Aiming at the professional market first is a smart move imo. It will ensure a backbone for further development. And I don't mind having to wait if it turns out to be too far out of my reach price-wise.
WHAT professional market could they possible address? First of all, you're picking off what's likely a tiny segment of the population, so you're setting an inherent upper limit to your customer base. And then, of course, professional markets are already well established, so even if you offer something revolutionary, many people won't consider moving.
For example, Avid and Adobe have both sold video editors (NLEs) in the professional market, for years. Both have become established standards, and both typically have offered trailing edge features (it was only recently, relatively speaking, that you could mix different video formats, or get reasonable audio support, in these apps). Sony, NewTek, and many others have offerings that are more powerful in many ways, but they are never going to get some people off "the standard". And this kind of thing is true in pretty much every professional market.
Next, you have infrastructure. Let's say I want to do video editing. So I need the video editor, something pro-class. I also need a high-level audio program or two, something like Cakewalk's Sonar or Sony's Acid... and an editor for audio, while you're at it, like Sound Forge.
Back to video... I need something for compositing and particle animation... Adobe AfterEffects or Boris FX or something like that. For some users, a high-end titling program, for others, 3D animation tools like Lightwave.
Of course, your video has to go somewhere, so you need a pro-class DVD and Blu-Ray authoring program. You have to prepare artwork for video, disc, and packaging, so you need something like PhotoShop for graphics editing.
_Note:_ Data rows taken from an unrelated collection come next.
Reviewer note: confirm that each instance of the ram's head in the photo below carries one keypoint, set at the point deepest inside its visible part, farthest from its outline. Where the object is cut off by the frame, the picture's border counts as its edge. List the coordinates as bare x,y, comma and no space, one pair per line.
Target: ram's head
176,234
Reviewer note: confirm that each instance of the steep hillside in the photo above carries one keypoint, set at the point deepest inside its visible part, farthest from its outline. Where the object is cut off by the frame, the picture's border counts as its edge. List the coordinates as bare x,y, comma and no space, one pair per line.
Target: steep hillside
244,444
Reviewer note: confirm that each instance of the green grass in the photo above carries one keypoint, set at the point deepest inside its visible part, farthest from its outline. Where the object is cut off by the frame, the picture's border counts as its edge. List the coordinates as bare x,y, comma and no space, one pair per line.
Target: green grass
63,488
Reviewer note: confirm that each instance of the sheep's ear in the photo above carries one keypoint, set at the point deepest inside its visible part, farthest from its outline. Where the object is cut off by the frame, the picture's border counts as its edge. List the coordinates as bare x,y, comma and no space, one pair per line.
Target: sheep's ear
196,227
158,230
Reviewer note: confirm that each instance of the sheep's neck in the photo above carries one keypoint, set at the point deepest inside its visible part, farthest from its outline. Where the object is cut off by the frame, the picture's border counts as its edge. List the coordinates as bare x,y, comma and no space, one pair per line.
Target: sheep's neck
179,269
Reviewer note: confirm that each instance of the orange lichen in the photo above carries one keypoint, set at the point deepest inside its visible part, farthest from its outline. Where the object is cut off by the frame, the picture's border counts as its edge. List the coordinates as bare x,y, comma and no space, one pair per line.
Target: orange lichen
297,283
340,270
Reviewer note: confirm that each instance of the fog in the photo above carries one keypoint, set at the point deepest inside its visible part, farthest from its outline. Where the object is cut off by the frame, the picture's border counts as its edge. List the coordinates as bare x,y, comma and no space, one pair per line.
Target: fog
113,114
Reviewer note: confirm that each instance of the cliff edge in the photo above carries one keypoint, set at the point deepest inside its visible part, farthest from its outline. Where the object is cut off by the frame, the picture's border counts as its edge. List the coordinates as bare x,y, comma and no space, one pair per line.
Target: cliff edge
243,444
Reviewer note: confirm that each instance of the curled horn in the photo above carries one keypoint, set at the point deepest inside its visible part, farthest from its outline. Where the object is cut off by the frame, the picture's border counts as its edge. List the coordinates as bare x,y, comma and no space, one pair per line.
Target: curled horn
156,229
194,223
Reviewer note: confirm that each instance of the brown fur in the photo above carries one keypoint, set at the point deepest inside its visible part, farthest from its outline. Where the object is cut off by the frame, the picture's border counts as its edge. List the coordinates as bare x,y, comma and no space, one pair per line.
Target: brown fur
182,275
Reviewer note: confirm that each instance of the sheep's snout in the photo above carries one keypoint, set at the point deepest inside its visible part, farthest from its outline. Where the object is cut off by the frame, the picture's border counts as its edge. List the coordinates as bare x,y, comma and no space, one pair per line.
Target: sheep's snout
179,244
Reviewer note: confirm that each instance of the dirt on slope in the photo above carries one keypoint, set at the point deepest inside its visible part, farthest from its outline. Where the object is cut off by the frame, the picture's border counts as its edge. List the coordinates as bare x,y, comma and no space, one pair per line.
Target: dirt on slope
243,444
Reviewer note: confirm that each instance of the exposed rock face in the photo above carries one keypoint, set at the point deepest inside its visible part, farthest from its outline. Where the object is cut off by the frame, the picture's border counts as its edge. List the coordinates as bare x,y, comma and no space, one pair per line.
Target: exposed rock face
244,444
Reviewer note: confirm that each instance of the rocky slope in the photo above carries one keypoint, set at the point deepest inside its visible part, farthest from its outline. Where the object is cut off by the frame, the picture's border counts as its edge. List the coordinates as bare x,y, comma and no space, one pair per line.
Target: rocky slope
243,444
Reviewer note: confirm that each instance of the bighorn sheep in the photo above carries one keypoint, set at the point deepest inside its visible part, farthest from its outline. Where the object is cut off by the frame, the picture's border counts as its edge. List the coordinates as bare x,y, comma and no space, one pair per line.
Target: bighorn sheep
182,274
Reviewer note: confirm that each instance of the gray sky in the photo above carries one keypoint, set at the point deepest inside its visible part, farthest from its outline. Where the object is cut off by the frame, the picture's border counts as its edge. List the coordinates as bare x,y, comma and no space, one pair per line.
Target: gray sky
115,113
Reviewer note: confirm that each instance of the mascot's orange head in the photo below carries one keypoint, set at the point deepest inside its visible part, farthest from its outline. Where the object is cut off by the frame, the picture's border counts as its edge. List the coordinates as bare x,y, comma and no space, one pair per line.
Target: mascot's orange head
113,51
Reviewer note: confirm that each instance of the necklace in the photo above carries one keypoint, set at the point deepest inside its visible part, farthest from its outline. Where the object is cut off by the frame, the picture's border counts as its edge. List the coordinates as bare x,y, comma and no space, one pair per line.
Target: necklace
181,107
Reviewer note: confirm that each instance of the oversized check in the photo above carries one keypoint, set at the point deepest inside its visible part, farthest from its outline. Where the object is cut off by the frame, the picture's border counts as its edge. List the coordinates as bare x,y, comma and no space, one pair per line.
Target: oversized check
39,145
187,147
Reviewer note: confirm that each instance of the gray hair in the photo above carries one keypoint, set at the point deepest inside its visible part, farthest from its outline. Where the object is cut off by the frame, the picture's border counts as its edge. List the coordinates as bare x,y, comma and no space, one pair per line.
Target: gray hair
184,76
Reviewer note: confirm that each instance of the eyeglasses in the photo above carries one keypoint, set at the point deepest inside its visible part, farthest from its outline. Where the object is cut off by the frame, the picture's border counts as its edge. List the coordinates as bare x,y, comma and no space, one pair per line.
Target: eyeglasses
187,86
And within the video and audio editors... I'm going to do stuff here, right? I need effects, transitions, equalizers and dynamics processors and noise reducers and noise makers... I probably have close to 100 plug-ins for audio and video processing on my system. If you do lots of music, you need to add in software synthesizers, etc.
That's just do the CORE of one professional job. If you're a one-man shop, you might also need web development tools, business tools, publishing tools, etc.
And if some of the pieces in this ecosystem are not up to par, don't expect to get any professionals interested. You not only need to attract them from what they're doing now with something better, you have to make that a smart move. Think about it... if you're already doing this job, you have thousands already invested in hardware and software... why do I move to something new and different, rather than, say, new, more powerful, but otherwise the same... like upgrading that Core2 CPU to an i7. That's a move that can be measured directly in increased productivity, and it doesn't add software expenses to the hardware expenses.